Not only is Archbishop Williams, in this bizarre failure to make the key issue one of homosexuals being viciously attacked by the Ugandan government, out of step with general opinion in the UK, but he is also apparently surprised by the nature of the Roman Catholic Church. When questioned about the recent attempt of the Pope to run off with members of the Anglican Communion who are unable to accept such heresies as gay and women bishops, Archbishop Williams mentions surprise about the way he was wasn't consulted and laments that: "The Congregation for the Doctrine of the Faith on the whole doesn't go in for much consultation".

As is made clear by the Vatican itself, the Congregation for the Doctrine of the Faith is what, in less polite times, was known as the Inquisition so, no, it would follow that such a body isn't really a consultative one, more, shall we say, directorial in its view of the world. In its constitution (article 51, sub-section 1) it makes quite clear that it sees its competence to include examination of "books and writings" in order (article 51, sub-section 2) to "reprove" those thought to contravene Church doctrine. It is, in other words, as it always was, the censorial arm of the Church, the one that spreads universal love by means of as harsh repressive apparatus as it is able to build in any given country.

The existence of such bodies as the Congregation for the Doctrine of the Faith and of such duplicitous people as the Archbishop of Canterbury are doubtless the reason why governments (and not just in the UK) have a tendency in the contemporary world to relate to certain manifestations of "faith" as indicative of an "oddball" mentality. Not only is this so but the formation of states that are in their general outlook, if not always in their constitutions, secular in character, is indicative of an acceptance that there are problems with viewing government and public policy as open to being shaped by the orientations of those of "faith".

It is often pointed out that there are contrary tendencies in most religions and that religious leaders are capable of mobilising the resources of their traditions in any number of ways. This is certainly true and it is beyond doubt that the Reverend Martin Luther King and such contemporary luminaries as Bishop Desmond Tutu, derive authority when opposing oppression (which Bishop Tutu extended, unlike Archbishop Williams, to opposing oppression of homosexuals) from their status as people of faith. On this basis it is then argued that there are good reasons to fear "privatization of faith". However, in response it has to be said that the general basis of intervention of religious leaders in politics has not been and is not likely to become, encouraging. The notion that there should need to be an appeal to doctrines that are said to rest upon historical revelations in order to condemn oppression is one that hardly merits examination and, noticeably, those religious leaders who do engage in such condemnation necessarily have to offer secular rationales for doing so, rationales that include accounts of the common good.

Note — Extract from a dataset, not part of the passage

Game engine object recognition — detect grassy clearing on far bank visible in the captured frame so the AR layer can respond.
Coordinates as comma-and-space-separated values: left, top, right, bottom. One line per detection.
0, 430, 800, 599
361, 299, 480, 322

All debates that involve reasoned accounts of policy in the public sphere should be welcomed but there is no specifically privileged role that religious leaders have in such discussion and certainly no grounds for listening to them when they claim that oppressive laws are required because mandated by some obscure reference of ancient provenance in their sacred texts. Public discussion of policy in a contemporary society should not be grounded on texts that were produced in societies of quite a different sort to ours and whose moralities often do not bear critical examination.